Eine Reihe von Mainstream-Publikationen, darunter die New York Times und die Washington Post, waren der Meinung, King sei mit seiner Rede zu weit gegangen. Er hatte bereits begonnen, sich zwischen den Stühlen zu bewegen. Viele Weiße hielten ihn für einen gefährlichen Radikalen. Andererseits war eine wachsende Zahl militanter Afroamerikaner trotz seiner zunehmend radikalen Botschaft ungeduldig geworden mit seinen gewaltfreien Methoden und dem ihrer Meinung nach mangelnden Erfolg seiner Bürgerrechtsbemühungen in den Städten des Nordens. Seit seinen Triumphen im Süden beim Montgomery-Busboykott, der Birmingham-Kampagne und dem Selma-Marsch waren einige Jahre vergangen.
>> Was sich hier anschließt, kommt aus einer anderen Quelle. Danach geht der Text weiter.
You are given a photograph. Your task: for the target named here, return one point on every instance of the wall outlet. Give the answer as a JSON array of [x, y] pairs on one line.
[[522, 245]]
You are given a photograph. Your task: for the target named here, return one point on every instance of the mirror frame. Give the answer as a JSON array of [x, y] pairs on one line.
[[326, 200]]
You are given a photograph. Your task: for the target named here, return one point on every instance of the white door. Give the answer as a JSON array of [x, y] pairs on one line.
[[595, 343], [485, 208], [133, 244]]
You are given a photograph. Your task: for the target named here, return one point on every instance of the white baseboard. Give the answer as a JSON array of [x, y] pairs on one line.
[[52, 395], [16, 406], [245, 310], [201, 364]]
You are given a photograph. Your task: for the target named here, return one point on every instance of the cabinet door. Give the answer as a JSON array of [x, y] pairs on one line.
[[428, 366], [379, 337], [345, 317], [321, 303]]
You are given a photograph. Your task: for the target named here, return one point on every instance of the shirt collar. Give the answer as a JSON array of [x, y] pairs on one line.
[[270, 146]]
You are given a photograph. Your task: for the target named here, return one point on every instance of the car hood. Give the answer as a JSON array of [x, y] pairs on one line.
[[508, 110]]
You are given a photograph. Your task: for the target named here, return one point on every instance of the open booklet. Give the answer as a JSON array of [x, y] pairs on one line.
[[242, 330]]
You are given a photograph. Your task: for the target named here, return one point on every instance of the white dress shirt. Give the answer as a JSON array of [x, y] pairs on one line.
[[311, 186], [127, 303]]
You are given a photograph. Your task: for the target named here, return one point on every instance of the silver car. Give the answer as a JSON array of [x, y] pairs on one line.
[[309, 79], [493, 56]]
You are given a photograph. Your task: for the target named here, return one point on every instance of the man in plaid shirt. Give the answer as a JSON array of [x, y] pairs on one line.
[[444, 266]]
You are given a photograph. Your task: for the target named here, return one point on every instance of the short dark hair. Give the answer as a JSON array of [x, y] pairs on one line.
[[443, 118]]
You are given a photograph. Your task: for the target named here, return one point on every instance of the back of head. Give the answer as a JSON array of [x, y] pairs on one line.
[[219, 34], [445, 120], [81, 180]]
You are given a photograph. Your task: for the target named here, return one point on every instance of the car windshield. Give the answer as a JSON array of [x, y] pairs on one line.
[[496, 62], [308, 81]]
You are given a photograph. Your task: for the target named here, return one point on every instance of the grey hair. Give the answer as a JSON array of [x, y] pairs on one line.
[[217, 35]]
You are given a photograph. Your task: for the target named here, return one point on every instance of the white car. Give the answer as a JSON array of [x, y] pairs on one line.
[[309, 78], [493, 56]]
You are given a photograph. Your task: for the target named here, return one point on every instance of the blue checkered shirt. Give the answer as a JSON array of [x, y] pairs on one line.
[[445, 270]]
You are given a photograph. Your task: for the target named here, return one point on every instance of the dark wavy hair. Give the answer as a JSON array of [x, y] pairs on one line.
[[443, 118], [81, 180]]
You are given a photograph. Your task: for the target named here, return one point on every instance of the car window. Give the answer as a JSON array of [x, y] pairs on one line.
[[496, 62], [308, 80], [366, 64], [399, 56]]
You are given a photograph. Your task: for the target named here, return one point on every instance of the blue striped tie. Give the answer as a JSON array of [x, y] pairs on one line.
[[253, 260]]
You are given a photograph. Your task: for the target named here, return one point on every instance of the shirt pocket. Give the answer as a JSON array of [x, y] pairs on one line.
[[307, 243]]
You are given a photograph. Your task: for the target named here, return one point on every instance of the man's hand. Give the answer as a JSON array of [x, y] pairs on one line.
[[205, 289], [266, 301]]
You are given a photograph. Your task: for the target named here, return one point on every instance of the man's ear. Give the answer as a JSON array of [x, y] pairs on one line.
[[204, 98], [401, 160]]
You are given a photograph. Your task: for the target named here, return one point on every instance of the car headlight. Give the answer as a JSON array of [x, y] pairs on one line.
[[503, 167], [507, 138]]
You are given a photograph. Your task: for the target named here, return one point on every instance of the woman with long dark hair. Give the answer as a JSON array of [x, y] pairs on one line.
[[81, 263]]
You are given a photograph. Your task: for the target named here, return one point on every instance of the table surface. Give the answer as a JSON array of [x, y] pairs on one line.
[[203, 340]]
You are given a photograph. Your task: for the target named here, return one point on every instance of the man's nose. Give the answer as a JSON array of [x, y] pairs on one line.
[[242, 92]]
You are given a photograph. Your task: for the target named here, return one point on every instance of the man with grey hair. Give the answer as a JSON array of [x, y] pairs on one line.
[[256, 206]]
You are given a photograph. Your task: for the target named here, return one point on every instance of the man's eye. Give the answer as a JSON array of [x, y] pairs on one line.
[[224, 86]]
Im November 1967 veranlasste Kings Sorge um die wirtschaftliche Ungleichheit ihn und die Southern Christian Leadership Conference (SCLC) dazu, eine Kampagne für die Armen (Poor People’s Campaign) ins Leben zu rufen, die in einem großen Marsch auf Washington, D.C., gipfeln sollte. Am 30. Januar startete Nordvietnam die Tet-Offensive, einen Großangriff in Südvietnam, der die Amerikaner und Südvietnamesen wochenlang in Bedrängnis brachte. Die Tragweite dieses schockierenden Angriffs und insbesondere die Bilder der Kämpfe in und um die US-Botschaft in Saigon (heute Ho-Chi-Minh-Stadt) widerlegten auf dramatische Weise die Behauptung der US-Regierung, die Amerikaner und Südvietnamesen hätten den Krieg fest im Griff. Der Widerstand gegen den Krieg führte zu Johnsons Niederlage gegen den Antikriegskandidaten Senator Eugene McCarthy bei den Vorwahlen der Demokraten am 12. März 1968 in New Hampshire, gefolgt von der Ankündigung der Kandidatur von Senator Robert F. Kennedy (16. März) und dem Rückzug von Johnsons Kandidatur (31. März). Unterdessen wuchs die Popularität des republikanischen Spitzenkandidaten Richard Nixon bei der „schweigenden Mehrheit“, die den sozialen Wandel ablehnte und den Krieg unterstützte. Vor diesem Hintergrund und dem der Unruhen in Detroit und Newark im Jahr zuvor unterbrach King die Planung des Poor People’s March, um nach Memphis zu reisen und einen Streik der Arbeiter der Abwasserentsorgung zu unterstützen.